Large commands that generate massive data (e.g., storing the result of a big set intersection) can quickly exceed the memory limit.
Interview: Solutions for Cache Penetration, Breakdown, and Avalanche
Cache Penetration
Penetration occurs when queries for non‑existent data repeatedly miss the cache and hit the database, potentially overwhelming it under high traffic.
Solutions
Common approaches include using a Bloom filter to pre‑filter impossible keys, or caching empty results with a very short TTL (e.g., up to five minutes).
Cache Breakdown
When a hot key expires, a sudden surge of concurrent requests may all hit the database, causing a spike that can crash the backend.
Solutions
Distribute expiration times by adding a random offset (e.g., 1‑5 minutes) to each key’s TTL, reducing the chance of simultaneous expirations.
Cache Avalanche
Avalanche happens when many keys share the same expiration time, causing a massive, simultaneous cache miss and overwhelming the database.
Solutions
1. Use a mutex (e.g., Redis SETNX ) to ensure only one request loads data from the DB and repopulates the cache. 2. Apply a “pre‑emptive” mutex with a shorter internal timeout than the actual cache TTL. 3. Adopt a “logical expiration” strategy: store the expiration timestamp inside the value and refresh the cache asynchronously, keeping the key technically permanent.
Summary
Penetration: non‑existent cache key, DB also missing, high concurrency, few keys. Breakdown: cache miss, DB has data, high concurrency, few keys. Avalanche: cache miss, DB has data, high concurrency, many keys. All three can be mitigated with rate‑limiting and mutex locks to protect the database.

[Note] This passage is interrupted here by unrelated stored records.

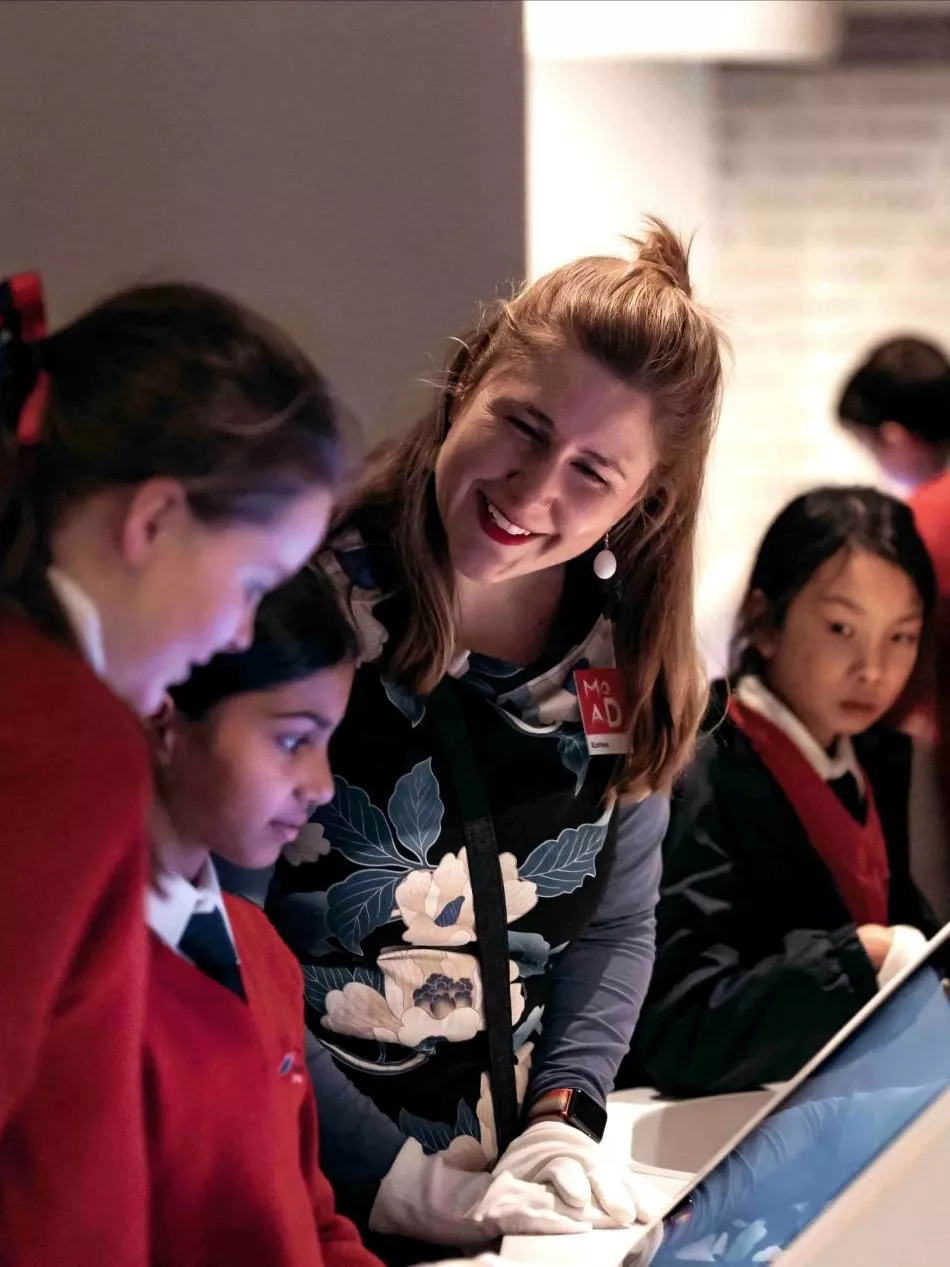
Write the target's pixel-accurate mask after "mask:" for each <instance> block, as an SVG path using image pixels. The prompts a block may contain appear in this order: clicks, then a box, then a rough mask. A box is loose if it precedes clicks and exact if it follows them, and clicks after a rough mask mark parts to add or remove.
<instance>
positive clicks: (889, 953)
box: [628, 488, 935, 1095]
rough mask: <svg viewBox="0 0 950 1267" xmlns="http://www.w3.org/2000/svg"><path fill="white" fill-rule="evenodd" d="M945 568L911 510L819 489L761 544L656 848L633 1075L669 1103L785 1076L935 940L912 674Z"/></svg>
mask: <svg viewBox="0 0 950 1267" xmlns="http://www.w3.org/2000/svg"><path fill="white" fill-rule="evenodd" d="M934 592H935V583H934V569H932V566H931V561H930V557H928V555H927V551H926V549H925V546H923V542H922V541H921V538H920V536H918V535H917V531H916V528H915V526H913V518H912V516H911V512H909V511H908V509H907V507H906V506H903V503H901V502H897V500H894V498H890V497H885V495H884V494H883V493H878V492H875V490H874V489H870V488H821V489H816V490H813V492H811V493H808V494H806V495H804V497H799V498H797V499H795V500H794V502H792V503H790V504H789V506H788V507H785V509H784V511H783V512H782V513H780V514H779V516H778V518H776V519H775V521H774V523H773V525H771V527H770V528H769V531H768V532H766V535H765V538H764V541H763V544H761V546H760V549H759V555H757V557H756V561H755V565H754V568H752V575H751V579H750V583H749V589H747V593H746V598H745V602H744V606H742V609H741V614H740V621H738V627H737V631H736V637H735V644H733V646H735V650H733V659H735V675H733V680H732V684H731V689H730V688H728V687H727V684H726V683H718V684H717V685H716V687H714V688H713V704H712V708H711V713H709V718H708V725H707V734H706V735H704V736H703V739H702V741H700V744H699V746H698V750H697V754H695V758H694V760H693V763H692V765H690V767H689V769H688V770H687V773H685V775H684V778H683V779H681V782H680V786H679V787H678V789H676V794H675V797H674V805H673V815H671V821H670V830H669V834H668V836H666V841H665V844H664V874H662V887H661V898H660V906H659V911H657V950H656V967H655V971H654V978H652V983H651V987H650V995H649V997H647V1002H646V1005H645V1009H643V1015H642V1017H641V1022H640V1028H638V1030H637V1049H638V1050H637V1055H638V1068H636V1069H635V1071H631V1072H632V1076H631V1073H628V1077H631V1081H632V1079H636V1081H637V1082H642V1074H643V1067H645V1071H646V1074H647V1078H649V1081H651V1082H654V1083H655V1085H656V1086H659V1087H661V1088H662V1090H665V1091H669V1092H671V1093H674V1095H711V1093H714V1092H726V1091H742V1090H747V1088H750V1087H755V1086H759V1085H760V1083H764V1082H774V1081H780V1079H784V1078H789V1077H792V1076H793V1074H794V1073H795V1072H797V1071H798V1069H799V1068H801V1066H803V1064H804V1063H806V1060H808V1059H809V1058H811V1057H812V1055H814V1054H816V1052H818V1050H820V1049H821V1047H822V1045H823V1044H825V1043H826V1041H827V1040H828V1039H831V1038H832V1035H833V1034H835V1033H836V1031H837V1030H839V1029H840V1028H841V1026H842V1025H844V1024H845V1022H846V1021H849V1020H850V1019H851V1017H852V1016H854V1015H855V1012H858V1011H859V1009H860V1007H863V1006H864V1003H866V1002H868V1000H869V998H871V996H873V995H874V992H875V991H877V990H878V987H879V986H880V984H882V983H883V982H884V981H887V979H889V977H890V976H893V974H894V972H897V971H898V968H901V967H903V965H904V964H906V963H907V962H908V959H909V958H912V957H913V954H916V953H918V952H920V949H921V948H922V945H923V939H922V936H921V933H925V934H930V933H932V931H935V922H934V919H932V915H931V912H930V911H928V910H927V906H926V902H925V901H923V898H922V897H921V895H920V893H918V892H917V889H916V887H915V884H913V882H912V879H911V874H909V862H908V791H909V761H911V741H909V739H907V736H904V735H899V734H897V732H896V731H890V730H888V729H885V727H883V726H880V725H878V723H879V722H880V718H882V717H884V715H885V713H887V712H888V711H889V710H890V707H892V706H893V703H894V701H896V699H897V698H898V697H899V694H901V692H902V691H903V688H904V685H906V684H907V680H908V678H909V675H911V672H912V670H913V666H915V661H916V659H917V650H918V646H920V640H921V631H922V627H923V625H925V621H926V618H927V616H928V614H930V612H931V611H932V607H934Z"/></svg>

Feel free to discuss, ask questions, or share your own insights.
Top Architect
Top Architect focuses on sharing practical architecture knowledge, covering enterprise, system, website, large‑scale distributed, and high‑availability architectures, plus architecture adjustments using internet technologies. We welcome idea‑driven, sharing‑oriented architects to exchange and learn together.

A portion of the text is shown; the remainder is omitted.